Giulia nao deixou tocar o telefone uma segunda vez.

- Olá querida, como estás? - perguntou Ida.

- Bem, mas conta-me como ocorreu.

- Consegiu chegar até aqui a pé a partir da estaçao sem desmaiar. pensava que eu estaria de carro à espera deles, como desculpa Libero lhe disse que a vaca Camilla devia parir - fartava-se de rir Ida.

- Gostaria de tê-lo visto suado!

- Depois do almoço - começou a relatar Ida, mas Giulia a interrompeu.

- Comeu alguma coisa?

- sim, limpou o pratro da entrada e a carne.

- Wow! na nossa casa nao dá que uma mordidela de uma sanduiche.

- é duro, nao fala - disse Ida - Mas verás que consiguiremos fazê-lo recuperar um bocadinho.

no fundo ouvia-se Carlo a perguntar e rir.

- TV e videojogos escondi-os, se tiver que ser remedio muito forte assim será.

Elio, deitado de forma extremamente inconveniente no sofá, nao lograva mover um musculo, há anos que nao se movimentava tanto assim.

na escola, com uma desculpa ou outra, conseguia mesmo saltar a hora da gunastica.

- Elio, anda, corre vai chamar a tua irma, preciso de ajuda para preparar o jantar.

Elio nao dava credito às suas orelhas, levantar-se lhe parecia impossivel.

Mas a tia, com tom de general que nao admitia resposta negativa, intimou:

- Elio, ouviste?

- Estou a ir - respondeu e com uma cara de fúnebre dirigiu-se para as escadas.

parou em baixo da escada de madeira e começou a chamá-la para descer.

Gaia, nao obstante os gritos do irmao, nao respondia.

ainda mais aflito, subiu as escadas. o semi-obscuro que provinha do sotao lhe causava ansiedade. um degrau depois do outro o trajecto lhe parecia infinito. chegado com a cabeça apenas por baixo do orificio rectangular, começou de novo a chamar, uma vez ainda respondeu o silencio. ganhou força e enfrentou os ultimos degraus. por cima algo lhe pegou o braço.

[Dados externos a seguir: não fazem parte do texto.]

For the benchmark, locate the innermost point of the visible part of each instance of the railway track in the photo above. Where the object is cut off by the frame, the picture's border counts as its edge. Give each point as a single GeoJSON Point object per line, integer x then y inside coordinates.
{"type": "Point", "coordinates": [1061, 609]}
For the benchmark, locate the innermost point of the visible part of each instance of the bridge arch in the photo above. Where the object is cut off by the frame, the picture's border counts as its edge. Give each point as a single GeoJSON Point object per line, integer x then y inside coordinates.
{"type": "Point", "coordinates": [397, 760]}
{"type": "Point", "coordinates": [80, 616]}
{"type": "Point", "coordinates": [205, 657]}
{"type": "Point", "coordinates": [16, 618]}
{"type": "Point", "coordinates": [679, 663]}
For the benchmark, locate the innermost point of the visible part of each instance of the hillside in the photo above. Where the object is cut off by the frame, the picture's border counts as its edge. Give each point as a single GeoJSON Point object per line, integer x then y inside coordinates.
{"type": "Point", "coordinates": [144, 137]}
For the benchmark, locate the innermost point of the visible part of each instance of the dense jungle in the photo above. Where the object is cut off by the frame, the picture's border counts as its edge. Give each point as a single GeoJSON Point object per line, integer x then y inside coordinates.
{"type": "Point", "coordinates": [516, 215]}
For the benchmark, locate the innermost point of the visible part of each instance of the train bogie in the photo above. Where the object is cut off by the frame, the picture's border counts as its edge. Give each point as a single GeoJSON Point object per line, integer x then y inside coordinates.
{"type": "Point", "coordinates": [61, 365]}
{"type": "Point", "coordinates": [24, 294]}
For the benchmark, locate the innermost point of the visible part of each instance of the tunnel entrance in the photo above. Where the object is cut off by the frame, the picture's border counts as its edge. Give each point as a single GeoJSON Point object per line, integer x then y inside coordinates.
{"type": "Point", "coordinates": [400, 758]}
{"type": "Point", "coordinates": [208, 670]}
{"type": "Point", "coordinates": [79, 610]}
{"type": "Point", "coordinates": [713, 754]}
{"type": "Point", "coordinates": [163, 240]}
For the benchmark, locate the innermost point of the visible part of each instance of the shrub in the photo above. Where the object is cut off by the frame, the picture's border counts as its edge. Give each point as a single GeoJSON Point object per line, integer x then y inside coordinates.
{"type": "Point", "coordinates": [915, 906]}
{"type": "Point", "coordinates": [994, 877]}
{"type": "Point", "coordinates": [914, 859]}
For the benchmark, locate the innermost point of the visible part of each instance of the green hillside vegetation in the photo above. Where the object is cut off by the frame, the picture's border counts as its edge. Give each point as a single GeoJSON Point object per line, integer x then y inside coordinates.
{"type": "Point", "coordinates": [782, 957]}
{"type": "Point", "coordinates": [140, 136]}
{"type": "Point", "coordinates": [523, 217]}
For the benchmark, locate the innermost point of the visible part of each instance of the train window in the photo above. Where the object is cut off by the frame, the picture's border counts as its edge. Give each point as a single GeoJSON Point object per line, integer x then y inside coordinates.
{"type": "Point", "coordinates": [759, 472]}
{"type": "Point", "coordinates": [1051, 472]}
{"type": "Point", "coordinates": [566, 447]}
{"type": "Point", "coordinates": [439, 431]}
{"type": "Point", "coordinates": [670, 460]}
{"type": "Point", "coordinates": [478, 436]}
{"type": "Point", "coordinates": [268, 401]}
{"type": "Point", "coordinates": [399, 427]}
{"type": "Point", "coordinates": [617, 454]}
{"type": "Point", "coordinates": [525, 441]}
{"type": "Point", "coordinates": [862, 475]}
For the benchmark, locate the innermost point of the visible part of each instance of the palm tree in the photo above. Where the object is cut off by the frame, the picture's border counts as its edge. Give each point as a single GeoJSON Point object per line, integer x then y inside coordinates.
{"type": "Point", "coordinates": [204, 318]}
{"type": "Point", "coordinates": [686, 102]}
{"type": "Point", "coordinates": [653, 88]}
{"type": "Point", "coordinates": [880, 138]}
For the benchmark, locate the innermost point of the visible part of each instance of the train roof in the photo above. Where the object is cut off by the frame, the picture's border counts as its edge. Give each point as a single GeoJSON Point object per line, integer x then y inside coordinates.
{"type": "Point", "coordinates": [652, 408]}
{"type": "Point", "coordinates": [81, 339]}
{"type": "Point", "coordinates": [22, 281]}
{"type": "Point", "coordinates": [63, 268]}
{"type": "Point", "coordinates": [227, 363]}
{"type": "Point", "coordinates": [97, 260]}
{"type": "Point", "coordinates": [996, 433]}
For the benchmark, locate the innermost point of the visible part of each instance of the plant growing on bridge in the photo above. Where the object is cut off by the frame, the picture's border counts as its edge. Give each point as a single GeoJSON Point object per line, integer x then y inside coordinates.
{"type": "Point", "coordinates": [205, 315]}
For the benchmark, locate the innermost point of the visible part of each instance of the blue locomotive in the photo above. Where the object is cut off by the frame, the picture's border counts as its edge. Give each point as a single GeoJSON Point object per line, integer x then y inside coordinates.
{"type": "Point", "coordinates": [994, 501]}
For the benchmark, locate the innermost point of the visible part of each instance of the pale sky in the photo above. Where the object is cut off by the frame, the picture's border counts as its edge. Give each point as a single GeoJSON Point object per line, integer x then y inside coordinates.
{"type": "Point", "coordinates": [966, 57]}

elio ficou paralisado, com os olhos fechados, o terror desenhou-se no seu rosto.

- apanhei-te! - exclamou Gaia que viu o irmao naquela condiçao.

- Larga-me idiota, deixou-me preocupado, nao podia responder.

Gaia nao colheu a provocaçao e visto que tinha ficado curiosa sobre aquilo que tinha achado disse:

- Este sotao está cheio de coisas estranhas. venha, olha o que te faço ver…

Elio terminou de subir e seguiu a irma que estava a folhear algumas fotos antigas.

- olha como é burlesco? - disse passando-lhe.

- O que é que há de Burlesco? perguntou Elio.

- como o quê? - questionou Gaia - nao o reconheces?

- quem? - procurou saber ainda Elio.

- O papá! - exclamou Gaia.

- Papá? Tens razao, trajado desta maneira nao o tinha reconhecido, assemelha um pouco a Libero. está vestido da mesma maneira!

finalmente, depois de tanto tempo, escapou-lhe um sorriso. Gaia, no entanto, folheava com curiosidade as outras fotos.

- viste esta? parece Libero quando rapazote, está tao sério e amuado que quase nao se reconhece.

Na foto via-se uma criança, franzina, com o olhar fixo no vazio, palido e inexpressivo.

- Parece que tenha sido sequetrado pelos alheios - comentou Gaia.

a imagem o figurava no jardim, mantinha bem seguras na mao as suas pequenas maquinas. tinha sido tirada ao anoitecer, com o pôr do sol às suas costas, à sua longa sombra ladeava uma segunda, mas a criança estava apenas na foto.

Elio começou a fixá-la e apontou preocupado:

- Vés esta sombra?

- Qual?

Elio começou a agitar-se:

- Esta, nao vés? Esta cuja nao corresponde a nenhum corpo - disse indicando-a.

- Esta? estás enganado, provem da arvore.